L’indépendance du Kosovo proclamée dimanche commence à avoir le résultat escompté: le désordre. Ce sont d’abord les manifestations de protestation à Belgrade, qui ne se sont pas trompées d’objectif: l’ambassade US à Belgrade attaquée, avec quelques mises à sac et incendies. Le Guardian d’aujourd’hui fait un rapport sur ces désordres, qui pourraient s’étendre: «Furious Serbs protesting at western support for Kosovo’s unilateral declaration of independence set fire to the American embassy in Belgrade last night, as hundreds of thousands of demonstrators converged on the Serbian capital. The attack on the embassy came after hundreds of protesters, watched passively by police, peeled away from the main rally to invade the building in the centre of the capital, using sticks and metal bars.»

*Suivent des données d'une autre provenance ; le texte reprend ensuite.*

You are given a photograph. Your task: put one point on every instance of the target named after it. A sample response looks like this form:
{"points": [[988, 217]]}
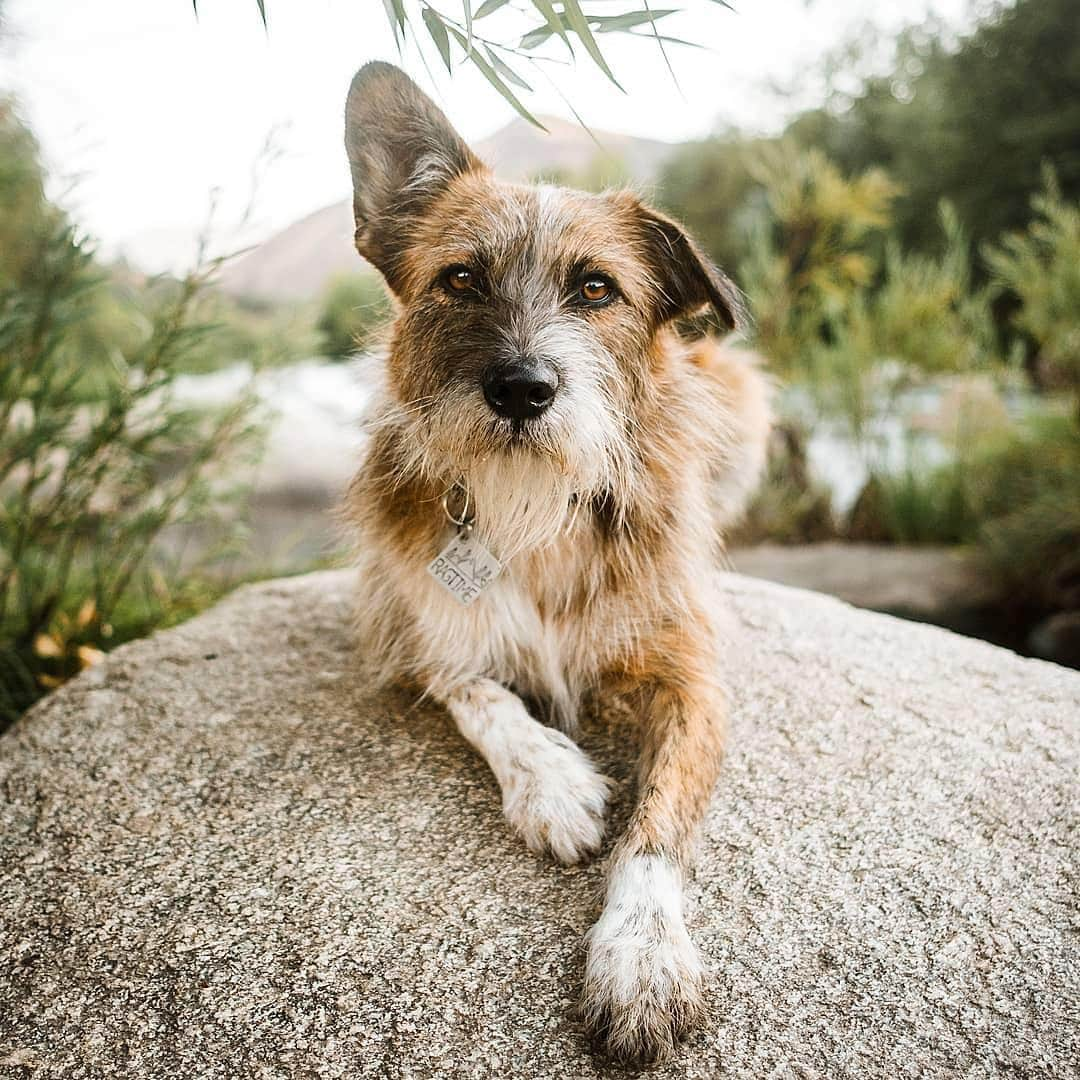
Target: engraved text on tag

S’il y a un sujet qui fait l’unanimité dans les institutions européennes, principales machinatrices avec les USA de l’indépendance, c’est bien le Kosovo. «Il est impressionnant de constater combien tous les dirigeants européens, Solana, les Commissaires à la Commission, etc., combien tous sont persuadés que l’indépendance du Kosovo est une catastrophe absolue, nous dit une source à la Commission européenne. En plus des événements en cours, de l’attitude de la Russie, il y a la réalisation complète que le Kosovo n’a aucune structure étatique, que sa direction est un rassemblement de groupes mafieux et autres, que ce “pays” va devenir un trou sans fond pour les subsides européens qui serviront à alimenter toutes les activités illégales possibles. Pourtant, pas un seul de ces dirigeants européens n’a élevé la moindre objection publique devant la marche vers l’indépendance, appuyée par les pressions US. L’indépendance du Kosovo, c’est une cause sacrée de l’idéologie libérale et de l’opinion médiatique des élites moralistes européennes.»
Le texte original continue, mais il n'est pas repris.